Hi, I think it depends on the amount of alpha amylase produced in seed sample during the germination, in some seeds like wheat, barely etc this amount is high, if the amount of a-amylase is high and measurable, you can use both spectrophotometric methods ie. Gram's iodine and DNS, but DNS method is more common, considering using spectrometer the calculated amylase activity in these methods won't be high and accurate, these methods are proper for differential comparisons between samples, please keep it in your mind, given that DNS shows the amount of released reducing sugars, and the crude extract itself (as an enzyme sample) may contain some reducing sugars, therefore read the samples and then subtract the values from the value of a substrate blank sample. Otherwise, in some cases It may cause significant errors in final results. Alternatively, you can set an HPLC method because of its higher sensitivity and accuracy.

Regard

Please check the PDF attachments.

Dear

I can add you some documents:

-ALPHA-AMYLASE ASSAY PROCEDURE (AMYLASE SD METHOD). Megazyme International Ireland 2015.

- McKie, V. A. & McCleary, B. V. (2015). A rapid, automated  method for measuring α-amylase in pre-harvest sprouted (sprout damaged) wheat. Journal of Cereal Science, 64, 70-75.

I hope it will be helpful

Marius

https://secure.megazyme.com/files/Booklet/K-AMYLSD_DATA.pdf

https://secure.megazyme.com/Alpha-Amylase-Assay-Kit

http://www.aaccnet.org/publications/cc/backissues/1983/documents/chem60_46.pdf

http://www.aaccnet.org/publications/cc/backissues/1960/Documents/chem37_218.pdf

https://www.ncbi.nlm.nih.gov/pubmed/12374409

Kindly see here too..

http://www.aaccnet.org/publications/cc/backissues/1983/documents/chem60_46.pdf

Dear experts, Thank you very much for your response.

Dear Mabrouka,

I want to know which method did you use at last for alpha amylase assay in lettuce in your experiment? Have you done it on seeds or seedlings?

For measuring the amylase activity with DNS solution (Miller Method):

1. Prepare starch solution (10 mg/ml)

2. Prepare enzyme extract filtered with syringe filter

3. Prepare phosphate buffer solution (o.1(M), pH=7)

4. Add 1(ml) enzyme extract to test tube, then add 1(ml) of starch solution (it can be considered as a main sample)

5. Add 1(ml) enzyme extract to test tube, then add 1(ml) phosphate buffer (it can be considered as a blank or control sample)

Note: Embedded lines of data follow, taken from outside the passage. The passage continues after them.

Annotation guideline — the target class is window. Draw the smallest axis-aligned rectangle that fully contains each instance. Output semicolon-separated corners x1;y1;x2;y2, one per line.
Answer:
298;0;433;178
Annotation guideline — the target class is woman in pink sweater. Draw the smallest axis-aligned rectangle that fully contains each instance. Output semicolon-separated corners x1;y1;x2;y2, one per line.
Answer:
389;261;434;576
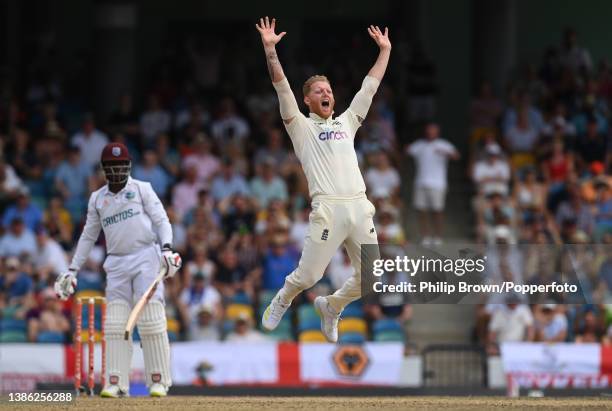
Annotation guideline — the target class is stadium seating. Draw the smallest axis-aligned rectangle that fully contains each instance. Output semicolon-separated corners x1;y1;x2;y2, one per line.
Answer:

6. Incubation of main and control sample at 37˚C for 30(min)

7. Add 2(ml) DNS solution to each test tube.

8. Transfer the tube to the water bath at boiling temperature for 15(min)

9. Keep the test tube at room temperature to cool the sample

10. Transfer the solution to the cuvette

11. Measure the absorption of the main sample at λ=540(nm)

It is necessary to mention that for calculating the enzyme activity the standard curve must be prepared by maltose solution.

Mina Karimi-Avargani Should I follow the same procedure for standard curve preparation?

Dear Monalisa,

For preparing standard curve, different concentration of maltose solution must be prepared. Then follow exactly according to the same procedure for enzyme assay (Substrate+ DNS). It is not necessary to add enzyme solution.